Both rowing machines and exercise bikes are relatively small, inexpensive and lightweight when compared to other cardio machines. Both also allow you to exercise while seated. This is an advantage if you have stability problems, but it doesn’t offer the bone-strengthening benefits of weight-bearing exercise. Despite their similarities, though, bike and rowing machine have a number of differences.
Purpose
Both rowing machines and bikes are common sights in the gym cardio room. But they do more than aid weight loss or general fitness: They are part of the training of athletes. Rowing machines, especially high-quality models, imitate the motion of competitive sweep rowing. Although some exercise bikes resemble a real bike only superficially, some high-end models and group cycling bikes offer a realistic biking experience that you can use to train for cycle racing or triathlons.
Resistance
Bikes and rowers offer some similar resistance options. At the low end of the price range, air-resistance rowers and bikes can be noisy but offer the benefit of a built-in cooling fan. The faster you row or pedal, the more resistance the fan blades generate and the more cooling air you receive. Piston or hydraulic rowers offer a rougher movement than other resistance types, but they are compact, quieter than air-resistance models and inexpensive. This type of rower resistance is much like a direct-tension exercise bike, which provides resistance from the tension of a strap laid directly against the rotating flywheel. Magnetic resistance is a high-end, quiet, smooth-operating option for both bikes and rowers. The best exercise bikes have magnetic resistance, but the highest-end rowing machines go one step further, with water resistance for the most realistic rowing simulation possible.
Programming
Rowing machines don’t lean as heavily on built-in exercise programs as exercise bikes do, but some rowers do offer heart rate control programs or a race mode, in which you race against a computer-simulated rower or against another person on a nearby rower.
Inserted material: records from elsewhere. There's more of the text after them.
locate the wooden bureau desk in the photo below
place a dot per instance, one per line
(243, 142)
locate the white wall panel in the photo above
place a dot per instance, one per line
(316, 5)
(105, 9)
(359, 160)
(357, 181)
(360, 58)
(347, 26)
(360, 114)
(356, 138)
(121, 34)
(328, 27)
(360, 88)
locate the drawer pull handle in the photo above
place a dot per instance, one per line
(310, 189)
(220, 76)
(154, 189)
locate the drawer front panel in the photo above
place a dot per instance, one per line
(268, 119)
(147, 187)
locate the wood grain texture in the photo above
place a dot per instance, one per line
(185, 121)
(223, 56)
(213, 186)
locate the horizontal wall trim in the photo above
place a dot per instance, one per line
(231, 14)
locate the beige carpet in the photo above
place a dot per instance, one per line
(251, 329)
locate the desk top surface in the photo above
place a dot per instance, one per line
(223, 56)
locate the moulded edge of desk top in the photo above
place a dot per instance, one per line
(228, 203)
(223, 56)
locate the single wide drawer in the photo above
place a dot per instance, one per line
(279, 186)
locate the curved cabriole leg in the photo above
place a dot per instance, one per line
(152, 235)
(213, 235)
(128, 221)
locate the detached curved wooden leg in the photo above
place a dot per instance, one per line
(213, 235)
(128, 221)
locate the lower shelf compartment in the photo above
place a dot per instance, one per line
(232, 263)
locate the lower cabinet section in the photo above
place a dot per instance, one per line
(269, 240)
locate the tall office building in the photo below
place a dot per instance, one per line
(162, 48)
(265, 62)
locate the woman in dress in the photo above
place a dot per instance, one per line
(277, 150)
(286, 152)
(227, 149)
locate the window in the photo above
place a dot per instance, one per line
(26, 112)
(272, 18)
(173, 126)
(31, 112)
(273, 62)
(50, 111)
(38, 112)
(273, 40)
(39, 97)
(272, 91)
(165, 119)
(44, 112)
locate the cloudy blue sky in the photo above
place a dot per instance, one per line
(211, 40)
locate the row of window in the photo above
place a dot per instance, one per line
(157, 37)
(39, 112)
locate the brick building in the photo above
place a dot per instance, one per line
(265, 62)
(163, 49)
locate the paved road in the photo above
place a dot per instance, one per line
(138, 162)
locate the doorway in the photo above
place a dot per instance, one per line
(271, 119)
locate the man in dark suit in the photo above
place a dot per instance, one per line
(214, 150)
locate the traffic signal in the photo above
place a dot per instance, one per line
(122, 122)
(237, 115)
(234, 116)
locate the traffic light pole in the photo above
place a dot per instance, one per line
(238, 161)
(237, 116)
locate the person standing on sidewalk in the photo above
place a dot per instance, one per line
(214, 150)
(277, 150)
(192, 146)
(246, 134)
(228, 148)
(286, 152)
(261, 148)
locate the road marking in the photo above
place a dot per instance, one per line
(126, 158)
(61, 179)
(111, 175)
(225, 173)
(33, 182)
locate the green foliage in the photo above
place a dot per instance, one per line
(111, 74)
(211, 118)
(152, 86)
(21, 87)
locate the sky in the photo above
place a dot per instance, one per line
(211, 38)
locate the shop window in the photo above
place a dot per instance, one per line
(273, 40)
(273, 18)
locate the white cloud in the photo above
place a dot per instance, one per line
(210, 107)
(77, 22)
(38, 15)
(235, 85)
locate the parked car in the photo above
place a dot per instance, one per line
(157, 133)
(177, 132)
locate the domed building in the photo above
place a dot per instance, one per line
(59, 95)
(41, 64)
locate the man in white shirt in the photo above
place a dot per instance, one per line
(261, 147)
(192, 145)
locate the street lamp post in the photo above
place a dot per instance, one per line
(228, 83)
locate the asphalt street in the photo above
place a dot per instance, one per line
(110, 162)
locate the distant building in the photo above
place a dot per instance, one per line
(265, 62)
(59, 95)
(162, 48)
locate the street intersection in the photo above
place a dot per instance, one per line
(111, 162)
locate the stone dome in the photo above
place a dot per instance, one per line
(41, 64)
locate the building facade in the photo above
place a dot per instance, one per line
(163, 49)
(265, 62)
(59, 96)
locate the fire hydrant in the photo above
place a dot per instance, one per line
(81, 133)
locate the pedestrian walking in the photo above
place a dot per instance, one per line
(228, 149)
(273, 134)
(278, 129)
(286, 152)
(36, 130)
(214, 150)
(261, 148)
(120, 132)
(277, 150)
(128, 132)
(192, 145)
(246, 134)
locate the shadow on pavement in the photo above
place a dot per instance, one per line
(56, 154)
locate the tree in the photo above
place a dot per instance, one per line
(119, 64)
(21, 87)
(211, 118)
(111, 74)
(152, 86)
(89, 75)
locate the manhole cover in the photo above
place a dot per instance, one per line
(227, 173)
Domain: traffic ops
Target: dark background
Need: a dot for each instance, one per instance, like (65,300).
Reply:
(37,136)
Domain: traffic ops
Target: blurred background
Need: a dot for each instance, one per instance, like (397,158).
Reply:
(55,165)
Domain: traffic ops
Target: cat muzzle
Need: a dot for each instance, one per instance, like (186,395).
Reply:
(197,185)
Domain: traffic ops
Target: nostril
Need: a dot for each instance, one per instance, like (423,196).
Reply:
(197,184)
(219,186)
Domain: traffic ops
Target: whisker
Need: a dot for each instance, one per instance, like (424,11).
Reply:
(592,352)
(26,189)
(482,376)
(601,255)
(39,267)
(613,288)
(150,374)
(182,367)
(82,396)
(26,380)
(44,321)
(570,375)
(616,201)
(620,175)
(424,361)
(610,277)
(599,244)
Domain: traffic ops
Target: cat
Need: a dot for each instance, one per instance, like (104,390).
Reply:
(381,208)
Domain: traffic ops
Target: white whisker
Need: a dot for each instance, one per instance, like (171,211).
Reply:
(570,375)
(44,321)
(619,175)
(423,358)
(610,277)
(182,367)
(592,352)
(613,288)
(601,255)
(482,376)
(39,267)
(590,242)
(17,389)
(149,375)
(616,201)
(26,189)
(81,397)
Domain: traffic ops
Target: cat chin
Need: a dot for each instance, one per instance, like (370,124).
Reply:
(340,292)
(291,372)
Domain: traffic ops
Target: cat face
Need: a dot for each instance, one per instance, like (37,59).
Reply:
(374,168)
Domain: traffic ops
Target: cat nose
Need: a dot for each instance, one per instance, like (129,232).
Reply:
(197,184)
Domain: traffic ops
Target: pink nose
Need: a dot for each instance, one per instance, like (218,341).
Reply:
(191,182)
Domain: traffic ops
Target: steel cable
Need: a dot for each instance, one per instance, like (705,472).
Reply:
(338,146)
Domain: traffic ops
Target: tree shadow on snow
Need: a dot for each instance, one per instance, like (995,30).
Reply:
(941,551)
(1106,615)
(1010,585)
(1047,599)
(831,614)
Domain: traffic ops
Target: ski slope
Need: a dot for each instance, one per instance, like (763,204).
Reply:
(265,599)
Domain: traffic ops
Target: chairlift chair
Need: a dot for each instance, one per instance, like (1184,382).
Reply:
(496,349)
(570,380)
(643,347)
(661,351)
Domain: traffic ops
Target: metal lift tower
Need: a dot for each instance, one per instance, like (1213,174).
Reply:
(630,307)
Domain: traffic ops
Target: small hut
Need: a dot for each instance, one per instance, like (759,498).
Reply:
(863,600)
Exercise bikes, on the other hand, often feature heart rate control programs and exercise programming that automatically adjusts the bike’s resistance.
Features
You don’t have to be a competitive rower to use a rowing machine, but they’re definitely designed with an eye toward that function. As such, they usually offer basic display information like stroke rate, distance traveled, calories burned, energy output and time spent on the machine. Exercise bikes, on the other hand, usually have more general features like push-button adjustable resistance, handgrip heart rate monitors, MP3-compatible speakers and built-in cooling fans.
Muscles Worked
Rowing is a full-body workout that, at high resistance levels, combines speed and strength to build power in both your upper and lower body. Cycling provides a good toning workout for your lower body, but there are few stationary bikes with moving handlebars that lets you get an upper-body workout, too.